# Floral waters



## Kalne (Oct 25, 2007)

What exactly do you use these for?


----------



## NubianSoaps.com (Oct 26, 2007)

As all or some of your water in lotions. In a mist sprayer...I love the lavender, it calms me down when I can feel an asthma attack coming on...I was just commenting after spraying it the other day the I wish I had a baby to test this on!

I can't wait to use them this summer. Vicki


----------



## Sondra (Oct 25, 2007)

So how do you make these?


----------



## Katarina (Oct 25, 2007)

I can say that using Lavender floral water in a house full of babies is GREAT!! (That is the reason most baby things are scented Lavender) It also works on stressed or overworked adults! :lol Also, my one of my sisters has asked for one of my Lavender Floral waters, She loves it!  

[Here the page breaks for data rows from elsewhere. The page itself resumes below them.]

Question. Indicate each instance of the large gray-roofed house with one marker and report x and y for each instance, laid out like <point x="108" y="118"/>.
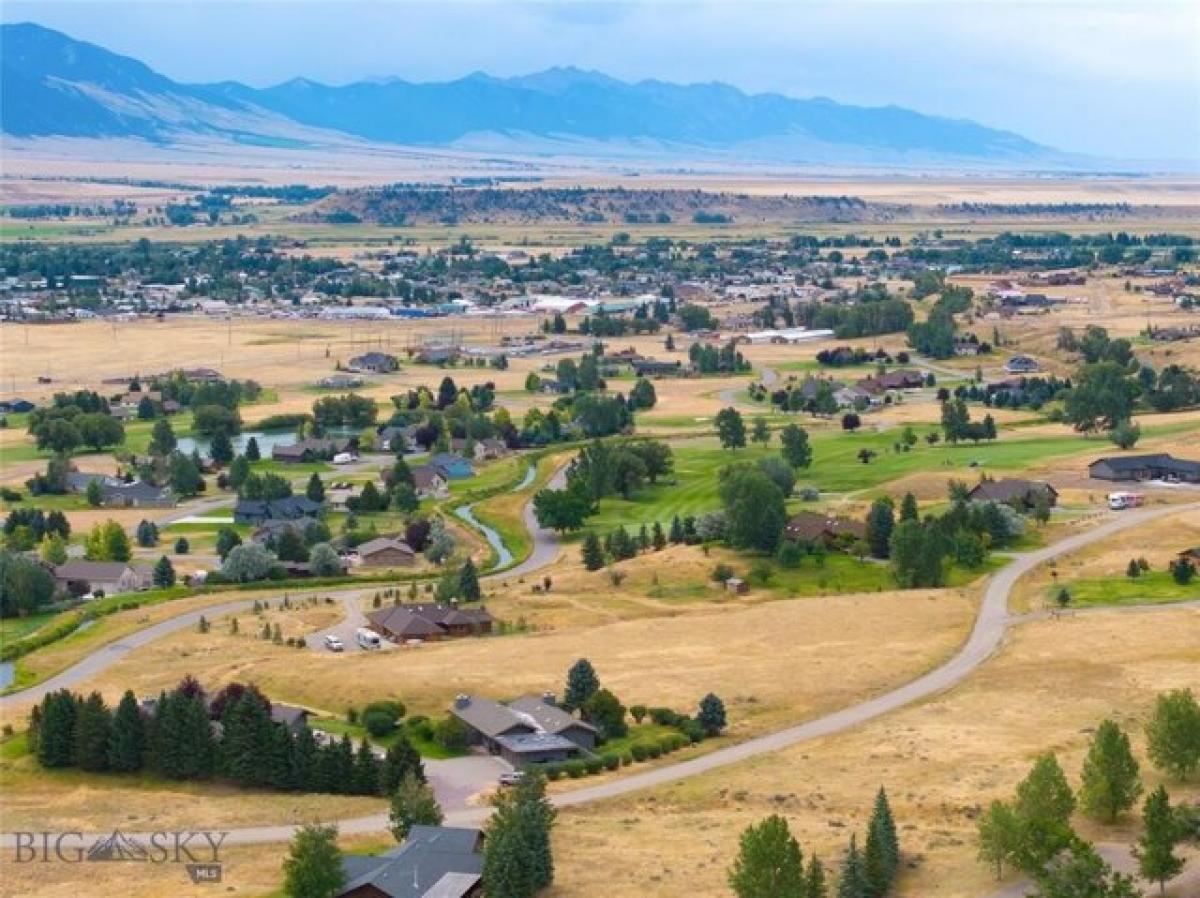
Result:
<point x="529" y="730"/>
<point x="433" y="862"/>
<point x="1159" y="466"/>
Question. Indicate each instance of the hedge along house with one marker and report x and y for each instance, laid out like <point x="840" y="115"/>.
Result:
<point x="529" y="730"/>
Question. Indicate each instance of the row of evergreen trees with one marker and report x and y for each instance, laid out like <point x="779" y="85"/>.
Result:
<point x="771" y="863"/>
<point x="186" y="736"/>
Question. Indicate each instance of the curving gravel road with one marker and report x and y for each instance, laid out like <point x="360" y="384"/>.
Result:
<point x="987" y="635"/>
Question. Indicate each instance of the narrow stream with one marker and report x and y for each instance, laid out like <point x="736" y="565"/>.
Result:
<point x="503" y="556"/>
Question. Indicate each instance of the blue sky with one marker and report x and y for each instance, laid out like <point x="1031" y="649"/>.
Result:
<point x="1117" y="79"/>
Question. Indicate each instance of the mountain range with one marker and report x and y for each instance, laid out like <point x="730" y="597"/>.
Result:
<point x="54" y="85"/>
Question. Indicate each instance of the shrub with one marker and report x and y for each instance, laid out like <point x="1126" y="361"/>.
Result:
<point x="721" y="573"/>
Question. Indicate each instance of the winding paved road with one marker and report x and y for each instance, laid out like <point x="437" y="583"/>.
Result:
<point x="985" y="638"/>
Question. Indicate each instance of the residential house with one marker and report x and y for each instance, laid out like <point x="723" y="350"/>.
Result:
<point x="341" y="382"/>
<point x="1159" y="466"/>
<point x="490" y="449"/>
<point x="1014" y="491"/>
<point x="1021" y="365"/>
<point x="376" y="363"/>
<point x="432" y="862"/>
<point x="391" y="438"/>
<point x="531" y="730"/>
<point x="829" y="530"/>
<point x="427" y="480"/>
<point x="289" y="508"/>
<point x="311" y="449"/>
<point x="112" y="578"/>
<point x="451" y="466"/>
<point x="387" y="552"/>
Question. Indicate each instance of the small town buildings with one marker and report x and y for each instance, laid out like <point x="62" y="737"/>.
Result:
<point x="819" y="527"/>
<point x="1159" y="466"/>
<point x="430" y="622"/>
<point x="529" y="730"/>
<point x="376" y="363"/>
<point x="111" y="578"/>
<point x="432" y="862"/>
<point x="387" y="552"/>
<point x="1014" y="491"/>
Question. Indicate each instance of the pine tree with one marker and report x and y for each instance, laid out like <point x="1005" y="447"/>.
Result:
<point x="815" y="885"/>
<point x="413" y="803"/>
<point x="769" y="862"/>
<point x="712" y="714"/>
<point x="1157" y="861"/>
<point x="303" y="762"/>
<point x="126" y="744"/>
<point x="592" y="552"/>
<point x="468" y="582"/>
<point x="55" y="735"/>
<point x="163" y="572"/>
<point x="1111" y="782"/>
<point x="1000" y="836"/>
<point x="581" y="684"/>
<point x="316" y="489"/>
<point x="402" y="760"/>
<point x="852" y="882"/>
<point x="93" y="726"/>
<point x="881" y="854"/>
<point x="1044" y="804"/>
<point x="313" y="866"/>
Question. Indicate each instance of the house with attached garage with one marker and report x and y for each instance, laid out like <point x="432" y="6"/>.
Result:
<point x="432" y="862"/>
<point x="387" y="552"/>
<point x="1014" y="491"/>
<point x="531" y="730"/>
<point x="111" y="578"/>
<point x="1158" y="466"/>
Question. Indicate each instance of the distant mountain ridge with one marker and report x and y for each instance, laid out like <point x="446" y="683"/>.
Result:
<point x="55" y="85"/>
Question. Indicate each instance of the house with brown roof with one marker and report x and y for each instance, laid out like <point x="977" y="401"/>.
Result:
<point x="430" y="622"/>
<point x="1014" y="491"/>
<point x="816" y="526"/>
<point x="387" y="552"/>
<point x="111" y="578"/>
<point x="531" y="730"/>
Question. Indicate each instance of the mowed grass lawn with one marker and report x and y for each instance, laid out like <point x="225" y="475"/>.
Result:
<point x="835" y="468"/>
<point x="1151" y="587"/>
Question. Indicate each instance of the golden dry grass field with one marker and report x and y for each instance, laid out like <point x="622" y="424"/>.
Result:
<point x="941" y="762"/>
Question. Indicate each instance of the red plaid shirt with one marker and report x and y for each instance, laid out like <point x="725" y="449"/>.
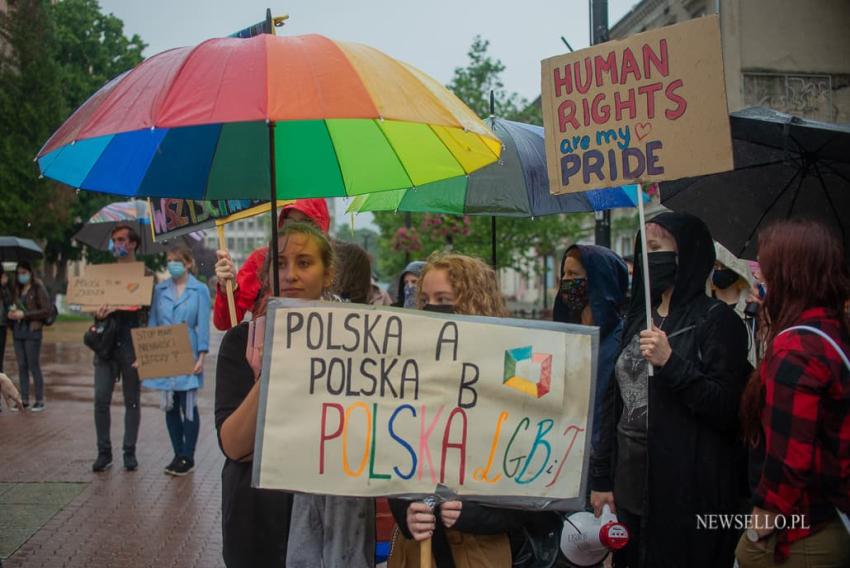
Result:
<point x="806" y="422"/>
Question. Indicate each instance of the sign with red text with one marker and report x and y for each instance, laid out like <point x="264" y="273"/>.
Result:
<point x="365" y="401"/>
<point x="117" y="285"/>
<point x="163" y="351"/>
<point x="648" y="108"/>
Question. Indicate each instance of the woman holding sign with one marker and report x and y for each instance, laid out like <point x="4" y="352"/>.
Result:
<point x="182" y="299"/>
<point x="256" y="522"/>
<point x="669" y="452"/>
<point x="465" y="534"/>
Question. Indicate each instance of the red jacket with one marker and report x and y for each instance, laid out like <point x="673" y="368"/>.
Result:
<point x="806" y="425"/>
<point x="248" y="280"/>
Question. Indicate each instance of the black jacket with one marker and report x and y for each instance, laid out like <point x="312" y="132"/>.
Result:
<point x="696" y="463"/>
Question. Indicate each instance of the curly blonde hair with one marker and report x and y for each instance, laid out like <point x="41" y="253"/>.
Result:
<point x="473" y="282"/>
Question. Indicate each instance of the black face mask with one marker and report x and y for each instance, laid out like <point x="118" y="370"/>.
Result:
<point x="662" y="273"/>
<point x="439" y="308"/>
<point x="724" y="277"/>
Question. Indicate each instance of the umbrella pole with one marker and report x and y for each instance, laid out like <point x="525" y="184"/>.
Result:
<point x="493" y="241"/>
<point x="425" y="553"/>
<point x="231" y="302"/>
<point x="644" y="261"/>
<point x="273" y="184"/>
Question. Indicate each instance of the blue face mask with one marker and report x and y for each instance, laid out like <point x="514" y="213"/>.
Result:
<point x="118" y="251"/>
<point x="176" y="268"/>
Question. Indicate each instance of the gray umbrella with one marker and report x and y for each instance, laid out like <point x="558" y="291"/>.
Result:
<point x="97" y="232"/>
<point x="785" y="167"/>
<point x="15" y="249"/>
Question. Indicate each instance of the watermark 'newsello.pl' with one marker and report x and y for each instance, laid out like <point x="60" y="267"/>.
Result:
<point x="718" y="521"/>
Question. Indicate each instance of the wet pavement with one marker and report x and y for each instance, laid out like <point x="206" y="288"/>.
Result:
<point x="55" y="512"/>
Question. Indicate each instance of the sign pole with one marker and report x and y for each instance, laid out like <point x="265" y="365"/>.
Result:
<point x="644" y="261"/>
<point x="231" y="302"/>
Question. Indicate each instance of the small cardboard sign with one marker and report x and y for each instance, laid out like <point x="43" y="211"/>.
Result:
<point x="648" y="108"/>
<point x="116" y="285"/>
<point x="163" y="351"/>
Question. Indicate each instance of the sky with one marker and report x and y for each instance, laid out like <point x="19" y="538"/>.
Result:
<point x="433" y="35"/>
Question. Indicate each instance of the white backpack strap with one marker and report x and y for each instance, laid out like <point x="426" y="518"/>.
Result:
<point x="825" y="336"/>
<point x="845" y="520"/>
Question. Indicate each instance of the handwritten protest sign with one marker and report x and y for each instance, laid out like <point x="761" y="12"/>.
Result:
<point x="175" y="217"/>
<point x="163" y="351"/>
<point x="648" y="108"/>
<point x="367" y="402"/>
<point x="118" y="285"/>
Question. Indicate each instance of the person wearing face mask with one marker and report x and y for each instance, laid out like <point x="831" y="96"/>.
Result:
<point x="464" y="534"/>
<point x="406" y="295"/>
<point x="669" y="448"/>
<point x="592" y="292"/>
<point x="31" y="309"/>
<point x="182" y="299"/>
<point x="119" y="365"/>
<point x="730" y="282"/>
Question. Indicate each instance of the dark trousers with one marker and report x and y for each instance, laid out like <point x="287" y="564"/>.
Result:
<point x="106" y="373"/>
<point x="28" y="353"/>
<point x="3" y="333"/>
<point x="183" y="432"/>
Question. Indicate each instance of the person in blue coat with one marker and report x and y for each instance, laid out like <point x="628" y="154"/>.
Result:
<point x="182" y="299"/>
<point x="592" y="291"/>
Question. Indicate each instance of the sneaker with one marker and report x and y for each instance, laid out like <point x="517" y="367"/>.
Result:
<point x="182" y="467"/>
<point x="169" y="469"/>
<point x="102" y="463"/>
<point x="130" y="462"/>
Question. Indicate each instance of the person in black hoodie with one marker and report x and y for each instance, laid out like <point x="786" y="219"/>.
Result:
<point x="669" y="448"/>
<point x="592" y="291"/>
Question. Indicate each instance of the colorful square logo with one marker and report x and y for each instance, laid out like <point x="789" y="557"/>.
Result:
<point x="528" y="372"/>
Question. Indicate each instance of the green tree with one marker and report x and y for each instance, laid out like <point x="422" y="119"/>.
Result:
<point x="521" y="243"/>
<point x="59" y="54"/>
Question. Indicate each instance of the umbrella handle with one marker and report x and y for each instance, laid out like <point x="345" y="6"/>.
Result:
<point x="228" y="287"/>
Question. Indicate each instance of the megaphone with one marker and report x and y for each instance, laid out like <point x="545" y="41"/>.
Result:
<point x="586" y="541"/>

I will have to double check with mom but I believe that hers was just a few drops of Lavender EO in to a spray bottle of water. (In our case a pint spray bottle).


----------



## Guest (Feb 22, 2008)

It is wonderful to spray your pillow ever so lightly a few hours before going to bed with floral waters.. Lavender will help you sleep for those out there that have insomia like I do.. I also make dream pillows and put them into my pillow case and they work wonderful also... 
Expecting company, spray floral waters as a fine mist in your living room etc...


----------



## Kalne (Oct 25, 2007)

Okay....what's a dream pillow? I am NOT a lavender fan but since my customers all love it I've been doing a lot of experimenting with lavender blends and am finding I am coming around. LOL


----------



## Guest (Feb 22, 2008)

A dream pillow is a little square of plain muslim sewed, in it you put a mix of herbs that calm you, help you sleep, some herbs are reported to help you dream sweet dreams, dreams in color, romantic dreams etc.. 
Some herbs can make you have nightmares.. so you have to watch what you use..
Kalne just goggle dream pillows and you will get a whole lot of info.. 
After putting herbs in bag, you tie shut or sew shut, decorate with nice little ribbon and put in side of your pillow case, they last six months easy..
If you want one, I will send you one of mine.. just pm me your address and it is yours..
Barbara


----------



## Sondra (Oct 25, 2007)

So tells us how to make floral waters? just put some scents in water?? any preservatives?


----------



## Kalne (Oct 25, 2007)

I think it's more than adding eo to water. And you would think with the main ingredient being water you would have to put a preservative in there for it to last any length of time. Going to have to do some research.


----------



## kidsngarden (Oct 28, 2007)

You can buy jasmine water and other scents at MMS, the scent is not strong enough to me though. These are the waters from distilling EO from their respective plants.


----------



## Sondra (Oct 25, 2007)

ok did some research and yes you need to use alcohol or preservative. Unless you keep it in frig and use within two weeks (use only eo's in your distilled or sterile water)


----------